Cela fera cinq mois la semaine prochaine. Au début du mois de septembre, l'ancien ministre péquiste François Legault a rencontré une vingtaine de personnes, toutes interpellées par le débat public, avec le dessein de jeter les bases d'un nouveau parti politique.

Bien sûr, il n'était pas question d'ouvrir si rapidement son jeu; on préparerait d'abord un «manifeste» dans lequel les signataires trouveraient des valeurs et des objectifs communs.

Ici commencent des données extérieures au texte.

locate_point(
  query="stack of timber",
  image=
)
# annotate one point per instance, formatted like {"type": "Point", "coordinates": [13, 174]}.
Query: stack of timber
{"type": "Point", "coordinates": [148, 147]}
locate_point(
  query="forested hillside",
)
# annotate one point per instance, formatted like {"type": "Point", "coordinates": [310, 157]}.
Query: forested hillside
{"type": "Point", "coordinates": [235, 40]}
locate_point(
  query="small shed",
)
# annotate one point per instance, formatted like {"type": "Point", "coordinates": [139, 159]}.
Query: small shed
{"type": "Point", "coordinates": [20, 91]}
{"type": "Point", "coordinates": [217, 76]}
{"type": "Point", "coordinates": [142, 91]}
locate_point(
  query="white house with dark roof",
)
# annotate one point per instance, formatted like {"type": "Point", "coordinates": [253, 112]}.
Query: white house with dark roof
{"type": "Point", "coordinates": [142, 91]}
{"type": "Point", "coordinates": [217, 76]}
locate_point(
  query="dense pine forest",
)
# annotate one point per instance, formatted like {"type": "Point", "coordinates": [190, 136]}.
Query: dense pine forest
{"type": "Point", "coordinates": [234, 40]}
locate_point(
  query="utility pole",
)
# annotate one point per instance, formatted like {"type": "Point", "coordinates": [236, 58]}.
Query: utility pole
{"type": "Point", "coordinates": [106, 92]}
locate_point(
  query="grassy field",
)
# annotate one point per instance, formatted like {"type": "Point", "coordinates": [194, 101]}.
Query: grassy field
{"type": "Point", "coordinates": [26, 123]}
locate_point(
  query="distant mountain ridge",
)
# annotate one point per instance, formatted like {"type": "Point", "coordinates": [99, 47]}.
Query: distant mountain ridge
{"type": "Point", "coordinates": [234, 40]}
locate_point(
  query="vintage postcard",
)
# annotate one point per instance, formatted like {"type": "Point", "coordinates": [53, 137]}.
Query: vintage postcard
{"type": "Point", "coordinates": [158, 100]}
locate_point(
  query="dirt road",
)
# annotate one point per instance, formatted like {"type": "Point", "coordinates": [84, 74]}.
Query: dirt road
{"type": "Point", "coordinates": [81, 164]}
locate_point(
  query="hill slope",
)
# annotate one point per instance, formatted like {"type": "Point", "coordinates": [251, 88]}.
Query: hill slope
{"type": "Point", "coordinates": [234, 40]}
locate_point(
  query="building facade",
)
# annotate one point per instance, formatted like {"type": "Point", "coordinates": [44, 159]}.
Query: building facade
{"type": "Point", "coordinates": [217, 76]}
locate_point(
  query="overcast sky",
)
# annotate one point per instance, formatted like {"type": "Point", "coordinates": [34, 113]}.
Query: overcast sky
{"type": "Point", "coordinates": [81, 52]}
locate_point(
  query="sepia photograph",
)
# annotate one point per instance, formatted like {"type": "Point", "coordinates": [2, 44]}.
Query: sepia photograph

Le moment est alors parfaitement choisi: le mécontentement à l'endroit du gouvernement ne se dément pas; bien des doutes perdurent sur le leadership de Pauline Marois ; l'Action démocratique, le point de chute de la droite, paraît vouée à une longue agonie. Tout de suite François Legault est propulsé au sommet des sondages: son nouveau parti, bien qu'encore virtuel, aurait supplanté le PQ et aurait fini premier aux élections.

Stratège de l'ombre ou ouvrier du vent

Mais à force d'attendre, quand l'heure a sonné, ce n'est plus la sienne: cinq mois plus tard, à la mi-février, François Legault doit sauter à l'eau. Or, la fenêtre de l'automne semble s'être refermée: les libéraux sont toujours au plus bas dans les sondages, mais Mme Marois paraît davantage maîtresse de ses troupes. Surtout, l'ADQ a retrouvé un peu d'oxygène : un bon score à la complémentaire dans Kamouraska, de bien meilleurs résultats aux sondages, l'ancien parti de Mario Dumont recommence à attirer des joueurs autonomes. Claude Garcia, ex-patron de la Standard Life, et Richard Thibault, communicateur bien connu à Québec, ont décidé de monter dans l'autobus de Gérard Deltell.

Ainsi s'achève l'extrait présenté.